I shouldn’t be the catalyst for this.

Guilt and shame. That’s how I felt after I started conversations with HR about parental leave. I shouldn’t be complaining when I got more time off than most other fathers did. However, I had an innate sense of responsibility to stand up for my friends and colleagues. No one should feel anxious about putting their career in jeopardy when adding a new member to their family. At a time when there’s so much hate in the world and sexism in tech, why should a white, way below average height, balding, lover of hip hop and video games, 33-year-old Okie who has never experienced racism, sexism or bigotry choose to fight this fight?

Change doesn’t happen until someone is not only willing to recognize it, but do something about it. Although it makes me really uncomfortable to call out problems, I have a responsibility to my team to make their lives easier and less-stressful. After all, work is easy…having a kid is hard.

How Articulate stepped up and fixed the problem.

5 minutes. That’s how long it took for Adam Schwartz and his team to reach a decision on the new policy. They were able to recognize the problem with the “take as much time as you need” approach and corrected it immediately. Only 6 days after my initial contact with HR, a new Baby Bonding Benefit was born.
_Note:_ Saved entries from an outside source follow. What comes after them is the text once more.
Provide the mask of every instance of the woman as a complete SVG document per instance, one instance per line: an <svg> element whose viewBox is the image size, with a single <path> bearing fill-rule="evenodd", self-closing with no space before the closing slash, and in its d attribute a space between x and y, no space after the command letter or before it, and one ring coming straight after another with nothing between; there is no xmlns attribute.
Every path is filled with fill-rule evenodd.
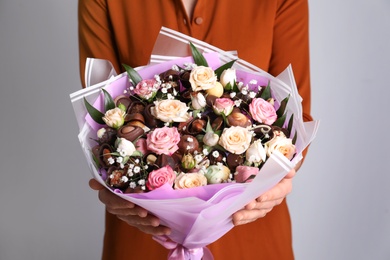
<svg viewBox="0 0 390 260"><path fill-rule="evenodd" d="M110 60L118 72L122 63L147 64L161 26L237 50L272 75L292 64L304 119L311 120L307 0L79 0L81 78L88 57ZM284 199L294 174L233 215L236 227L209 245L215 259L294 259ZM103 259L166 259L150 234L169 228L96 181L90 186L107 209Z"/></svg>

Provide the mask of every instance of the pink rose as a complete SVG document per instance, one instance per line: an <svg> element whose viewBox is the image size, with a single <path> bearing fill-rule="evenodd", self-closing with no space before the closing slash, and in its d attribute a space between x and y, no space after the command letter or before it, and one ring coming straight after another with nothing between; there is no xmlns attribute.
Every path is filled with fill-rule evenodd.
<svg viewBox="0 0 390 260"><path fill-rule="evenodd" d="M210 67L197 66L190 73L191 87L193 91L211 89L217 82L217 76Z"/></svg>
<svg viewBox="0 0 390 260"><path fill-rule="evenodd" d="M259 123L272 125L276 119L276 110L273 105L262 98L254 98L249 104L252 118Z"/></svg>
<svg viewBox="0 0 390 260"><path fill-rule="evenodd" d="M162 167L160 169L154 170L151 173L149 173L146 186L148 187L149 190L157 189L163 186L165 183L169 183L172 186L175 179L176 179L175 172L172 170L172 168L169 165L167 165L165 167Z"/></svg>
<svg viewBox="0 0 390 260"><path fill-rule="evenodd" d="M146 146L157 154L172 155L179 149L180 134L176 127L156 128L146 137Z"/></svg>
<svg viewBox="0 0 390 260"><path fill-rule="evenodd" d="M259 172L259 168L250 166L237 166L236 172L234 173L234 179L238 183L251 182L253 179L248 178L252 175L256 176Z"/></svg>
<svg viewBox="0 0 390 260"><path fill-rule="evenodd" d="M230 98L217 98L213 104L213 110L217 115L230 115L233 111L234 102Z"/></svg>
<svg viewBox="0 0 390 260"><path fill-rule="evenodd" d="M153 98L160 85L155 79L142 80L135 86L134 93L144 99Z"/></svg>

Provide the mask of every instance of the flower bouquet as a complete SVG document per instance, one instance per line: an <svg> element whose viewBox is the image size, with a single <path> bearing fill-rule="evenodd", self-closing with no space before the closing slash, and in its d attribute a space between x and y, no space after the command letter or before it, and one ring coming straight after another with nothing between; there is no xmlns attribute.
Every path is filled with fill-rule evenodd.
<svg viewBox="0 0 390 260"><path fill-rule="evenodd" d="M79 140L94 178L172 229L155 237L169 257L212 258L205 246L301 160L318 124L302 121L291 68L276 78L166 28L155 46L147 66L71 95Z"/></svg>

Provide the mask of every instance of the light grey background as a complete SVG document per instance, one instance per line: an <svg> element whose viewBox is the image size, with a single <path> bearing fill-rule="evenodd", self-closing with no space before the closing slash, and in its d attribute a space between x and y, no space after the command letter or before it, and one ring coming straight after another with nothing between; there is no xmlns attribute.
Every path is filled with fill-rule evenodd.
<svg viewBox="0 0 390 260"><path fill-rule="evenodd" d="M0 0L0 260L100 258L104 209L69 99L76 11L76 0ZM288 198L298 260L390 259L389 11L310 0L321 127Z"/></svg>

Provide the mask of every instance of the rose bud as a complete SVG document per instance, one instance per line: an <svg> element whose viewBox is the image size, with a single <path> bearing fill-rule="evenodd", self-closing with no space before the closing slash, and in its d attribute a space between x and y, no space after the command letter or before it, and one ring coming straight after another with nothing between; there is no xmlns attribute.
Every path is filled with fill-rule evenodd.
<svg viewBox="0 0 390 260"><path fill-rule="evenodd" d="M252 125L251 120L243 113L231 113L227 117L227 123L229 126L241 126L248 127Z"/></svg>
<svg viewBox="0 0 390 260"><path fill-rule="evenodd" d="M234 102L230 98L217 98L213 104L214 113L228 116L233 111Z"/></svg>
<svg viewBox="0 0 390 260"><path fill-rule="evenodd" d="M206 106L206 98L201 92L192 92L191 105L194 109L202 109Z"/></svg>
<svg viewBox="0 0 390 260"><path fill-rule="evenodd" d="M235 69L226 69L222 72L219 81L224 88L231 89L236 83L237 76Z"/></svg>
<svg viewBox="0 0 390 260"><path fill-rule="evenodd" d="M116 151L120 154L120 156L126 157L131 156L136 149L134 144L129 140L125 138L118 138Z"/></svg>
<svg viewBox="0 0 390 260"><path fill-rule="evenodd" d="M218 140L219 136L214 132L206 132L206 134L203 136L203 143L208 146L217 145Z"/></svg>
<svg viewBox="0 0 390 260"><path fill-rule="evenodd" d="M185 170L192 170L196 165L196 161L194 159L194 156L192 154L188 153L183 156L181 159L181 166Z"/></svg>
<svg viewBox="0 0 390 260"><path fill-rule="evenodd" d="M266 153L261 140L254 141L246 150L245 157L248 163L259 166L266 159Z"/></svg>

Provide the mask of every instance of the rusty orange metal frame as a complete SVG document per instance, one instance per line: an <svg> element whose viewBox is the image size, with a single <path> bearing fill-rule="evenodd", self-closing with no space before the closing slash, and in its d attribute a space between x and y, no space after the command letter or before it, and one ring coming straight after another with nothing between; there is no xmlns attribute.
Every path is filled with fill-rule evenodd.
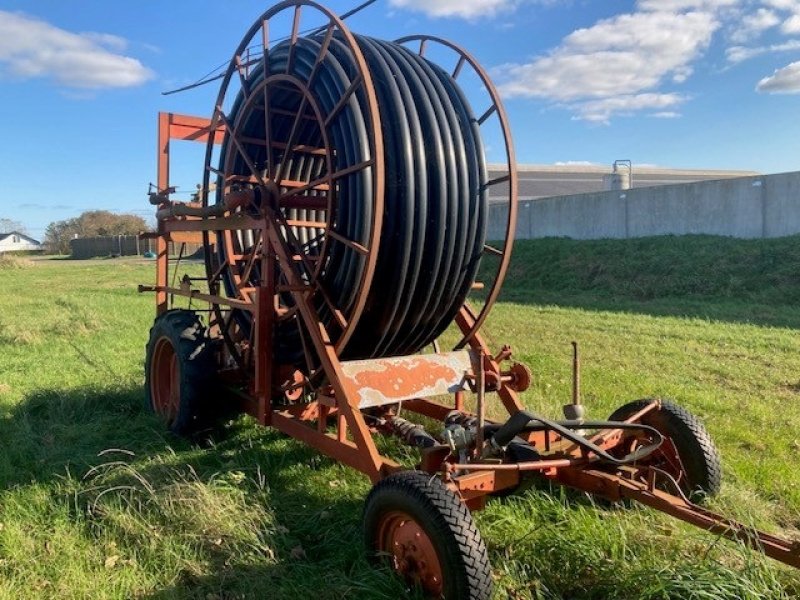
<svg viewBox="0 0 800 600"><path fill-rule="evenodd" d="M198 117L161 113L158 134L158 189L164 193L163 207L169 205L169 148L170 141L217 141L222 125ZM251 348L253 372L241 378L247 388L235 390L242 399L242 410L252 414L262 425L270 425L320 452L366 474L373 482L404 467L378 451L373 434L376 429L367 423L362 409L381 407L403 401L403 409L444 420L451 411L464 410L468 390L481 393L496 392L509 414L523 409L516 385L516 376L503 371L502 363L511 356L509 348L493 355L479 330L483 314L476 314L469 305L458 312L456 324L465 336L467 350L450 355L434 354L397 359L343 362L337 348L320 320L312 296L314 290L303 279L298 259L281 235L285 221L277 207L265 209L261 218L238 215L214 218L174 217L159 222L156 233L156 284L140 286L141 291L156 293L157 311L164 312L168 296L185 296L253 314L255 347ZM176 233L199 233L232 229L258 229L265 243L261 260L267 274L258 288L242 290L241 298L228 298L203 293L188 286L168 285L168 243ZM278 264L287 285L278 286L272 268ZM299 383L286 377L287 365L274 361L271 348L274 320L278 317L276 294L290 293L313 350L324 371L327 384L314 390L308 402L287 403L281 406L276 398L298 397L305 389L304 378ZM452 404L442 404L430 397L452 394ZM658 410L654 401L627 422L636 423L649 411ZM332 428L331 428L332 424ZM332 430L331 430L332 429ZM744 526L691 503L670 477L654 467L617 467L602 463L575 443L562 439L553 431L525 434L527 441L542 455L541 460L513 464L496 462L457 462L448 446L434 446L422 451L420 468L439 475L473 509L481 508L489 494L517 486L524 473L532 473L578 490L615 501L636 500L692 523L720 536L740 540L757 547L772 558L800 567L798 544ZM604 450L612 450L624 439L621 429L600 431L589 441ZM661 489L666 481L675 493ZM656 484L659 483L657 486Z"/></svg>

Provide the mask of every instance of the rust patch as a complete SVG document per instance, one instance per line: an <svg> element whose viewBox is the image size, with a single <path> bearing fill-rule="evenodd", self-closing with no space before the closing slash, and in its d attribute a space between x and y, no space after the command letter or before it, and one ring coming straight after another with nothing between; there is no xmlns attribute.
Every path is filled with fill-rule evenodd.
<svg viewBox="0 0 800 600"><path fill-rule="evenodd" d="M356 374L354 383L359 387L379 390L386 397L406 398L421 389L436 387L441 380L457 381L464 376L452 367L432 364L420 358L381 366L384 368L380 371L361 371Z"/></svg>
<svg viewBox="0 0 800 600"><path fill-rule="evenodd" d="M471 358L469 351L459 351L352 361L342 368L364 408L464 389Z"/></svg>

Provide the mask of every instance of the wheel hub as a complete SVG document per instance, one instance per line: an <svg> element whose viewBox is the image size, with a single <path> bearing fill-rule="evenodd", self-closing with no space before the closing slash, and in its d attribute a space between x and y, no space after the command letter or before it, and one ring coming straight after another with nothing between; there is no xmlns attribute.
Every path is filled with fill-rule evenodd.
<svg viewBox="0 0 800 600"><path fill-rule="evenodd" d="M150 397L153 410L171 425L180 408L180 367L172 342L160 338L151 359Z"/></svg>
<svg viewBox="0 0 800 600"><path fill-rule="evenodd" d="M429 594L442 594L441 563L419 523L403 512L392 512L383 519L379 536L380 550L391 556L395 571Z"/></svg>

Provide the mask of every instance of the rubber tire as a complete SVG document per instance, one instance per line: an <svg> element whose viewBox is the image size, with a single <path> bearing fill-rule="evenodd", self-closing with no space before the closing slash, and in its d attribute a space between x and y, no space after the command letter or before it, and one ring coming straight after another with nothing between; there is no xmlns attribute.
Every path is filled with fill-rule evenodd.
<svg viewBox="0 0 800 600"><path fill-rule="evenodd" d="M364 538L379 562L381 517L403 511L427 533L442 567L446 600L486 600L492 595L489 555L469 509L438 477L401 471L375 484L364 505Z"/></svg>
<svg viewBox="0 0 800 600"><path fill-rule="evenodd" d="M206 330L196 313L173 309L160 315L150 329L144 367L145 408L158 414L150 388L153 351L167 338L180 370L178 414L168 425L176 435L192 437L209 425L211 396L215 389L216 365Z"/></svg>
<svg viewBox="0 0 800 600"><path fill-rule="evenodd" d="M651 402L651 398L630 402L615 410L609 420L624 421ZM692 501L719 492L722 484L719 452L697 417L674 402L662 400L661 409L645 414L641 422L672 440L686 472L686 485L681 487Z"/></svg>

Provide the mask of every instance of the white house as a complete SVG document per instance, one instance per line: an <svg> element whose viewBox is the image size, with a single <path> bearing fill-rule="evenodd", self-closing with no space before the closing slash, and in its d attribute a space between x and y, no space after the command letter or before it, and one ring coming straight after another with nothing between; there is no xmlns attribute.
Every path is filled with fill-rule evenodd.
<svg viewBox="0 0 800 600"><path fill-rule="evenodd" d="M42 244L32 237L20 233L19 231L10 231L9 233L0 233L0 254L3 252L19 252L23 250L41 250Z"/></svg>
Here’s the gist:

Both primary and non-primary caregivers can take 17 weeks of paid leave. You can take it all at once, split it up into chunks, or extend it by working part-time.

I originally planned on taking about 5 weeks off and then phasing back into work for 2 weeks. My new plan is to take 8 weeks off and phase back into work for 2 weeks. Then, I’ll take additional time off around Thanksgiving and Christmas. When my wife decides to go back to work, I’ll take advantage of the leave that’s left to help with that transition.

Stop waiting for legislation. We can fix this now.

The FAMILY Act was introduced in February of 2017 and recently endorsed by Facebook COO Sheryl Sandberg. It would provide both mothers and fathers with up to 12 weeks of partially paid leave. While it’s a step in the right direction, policy like this takes time to implement and there’s no guarantee that it would ever get voted on.

You can fix this now by simply asking your company to match Articulate’s new Baby Bonding Benefit. If your policy is already better than Articulate’s, please ask around and make sure people are fully utilizing it. “Take as much time as you need” means “Take as much time as your manager thinks is reasonable.” Parental leave shouldn’t be up for interpretation.